We've made good progress on single-machine performance and memory usage in the latest release, especially for convolutional models (such as adding support for NCHW data layouts), and we'll continue to aim for best-in-class performance in that setting.
The cool thing about distributed TensorFlow is that it supports efficient synchronous optimizers, so you can scale up the effective batch size by using multiple GPUs, to get increased throughput without losing accuracy.
but it hasn't yet been updated to reflect the latest performance improvements in 0.8. We've continued to push on both single-machine and distributed performance, and the next update to soumith's benchmarks should continue to show that improvement.

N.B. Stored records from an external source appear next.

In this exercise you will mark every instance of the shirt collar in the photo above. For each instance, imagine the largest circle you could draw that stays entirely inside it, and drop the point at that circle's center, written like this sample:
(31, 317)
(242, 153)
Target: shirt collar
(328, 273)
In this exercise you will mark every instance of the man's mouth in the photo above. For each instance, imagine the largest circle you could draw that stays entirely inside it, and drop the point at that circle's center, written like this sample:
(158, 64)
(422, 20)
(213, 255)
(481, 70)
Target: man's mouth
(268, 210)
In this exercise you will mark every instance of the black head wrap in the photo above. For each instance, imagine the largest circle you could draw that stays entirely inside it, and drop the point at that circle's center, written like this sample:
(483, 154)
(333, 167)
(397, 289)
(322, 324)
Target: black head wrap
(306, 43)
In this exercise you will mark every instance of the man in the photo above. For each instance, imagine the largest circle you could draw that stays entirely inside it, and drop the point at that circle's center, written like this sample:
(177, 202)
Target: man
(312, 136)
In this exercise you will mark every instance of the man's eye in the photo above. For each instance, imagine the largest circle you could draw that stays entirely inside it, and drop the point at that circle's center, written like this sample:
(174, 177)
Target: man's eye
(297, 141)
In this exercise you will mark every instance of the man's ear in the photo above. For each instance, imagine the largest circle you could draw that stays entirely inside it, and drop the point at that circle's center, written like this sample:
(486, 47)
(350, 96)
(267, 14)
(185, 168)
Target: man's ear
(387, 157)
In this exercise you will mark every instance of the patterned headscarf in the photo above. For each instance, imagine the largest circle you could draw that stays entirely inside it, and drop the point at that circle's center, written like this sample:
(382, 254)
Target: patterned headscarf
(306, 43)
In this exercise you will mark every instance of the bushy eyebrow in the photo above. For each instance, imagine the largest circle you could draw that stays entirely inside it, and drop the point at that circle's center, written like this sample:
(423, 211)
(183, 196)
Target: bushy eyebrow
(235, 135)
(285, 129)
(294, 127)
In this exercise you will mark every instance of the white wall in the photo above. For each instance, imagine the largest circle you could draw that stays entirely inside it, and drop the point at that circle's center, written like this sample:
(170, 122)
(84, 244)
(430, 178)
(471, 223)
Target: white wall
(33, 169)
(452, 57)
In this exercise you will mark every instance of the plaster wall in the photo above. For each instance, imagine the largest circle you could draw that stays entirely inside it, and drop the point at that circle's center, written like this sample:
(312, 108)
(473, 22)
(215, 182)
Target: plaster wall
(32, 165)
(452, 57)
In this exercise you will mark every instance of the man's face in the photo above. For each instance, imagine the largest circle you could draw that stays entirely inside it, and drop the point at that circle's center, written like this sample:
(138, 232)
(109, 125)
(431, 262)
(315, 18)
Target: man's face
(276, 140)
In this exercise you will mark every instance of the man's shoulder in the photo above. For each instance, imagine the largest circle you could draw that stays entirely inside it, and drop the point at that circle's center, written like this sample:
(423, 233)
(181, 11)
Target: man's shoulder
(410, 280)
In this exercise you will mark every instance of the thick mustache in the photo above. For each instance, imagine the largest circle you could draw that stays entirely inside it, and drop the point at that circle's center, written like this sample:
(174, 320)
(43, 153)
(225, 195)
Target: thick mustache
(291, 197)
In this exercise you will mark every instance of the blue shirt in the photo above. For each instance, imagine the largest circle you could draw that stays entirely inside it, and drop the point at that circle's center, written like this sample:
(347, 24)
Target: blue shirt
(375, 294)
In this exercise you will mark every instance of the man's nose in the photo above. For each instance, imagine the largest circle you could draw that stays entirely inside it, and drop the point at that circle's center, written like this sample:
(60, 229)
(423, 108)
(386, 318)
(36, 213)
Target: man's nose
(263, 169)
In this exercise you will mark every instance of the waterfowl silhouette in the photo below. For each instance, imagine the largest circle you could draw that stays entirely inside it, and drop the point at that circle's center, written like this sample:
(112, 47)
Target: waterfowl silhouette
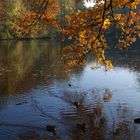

I don't know about 'way' out of date, it was first published just a few months ago (November) and the authors pushed a revised version just a few weeks ago (March 30th), but i definitely agree that it's not using the most current implementations
>> Soumith's convnet-benchmarks is much more up-to-date
I'll definitely check these out, thanks for the link
The field is moving quickly enough that many published benchmarks are stale within 3 months, and it's a lot of hard work to maintain up to date benchmarks, given how many frameworks there are. Also there are performance/memory/scalability/flexibility tradeoffs everywhere, so it's hard to capture everything in one number without a tremendous number of caveats.
vrv addressed why I called it "way" out of date - in the time since the study was done with CuDNNv2, we've moved TensorFlow to CuDNN v4, and NVidia released the CuDNNv5 release candidate a week ago. Each of those releases provides a pretty big speed bump for specific types of DNNs, and we've been pushing out some very significant speed bumps for TensorFlow at the same time.
My conclusion from this is that Soumith's approach to having a living repository is the way to go. It's harder to call it a "publication", but it's providing something of more lasting value than a static performance snapshot in a field where the engineering is moving so quickly.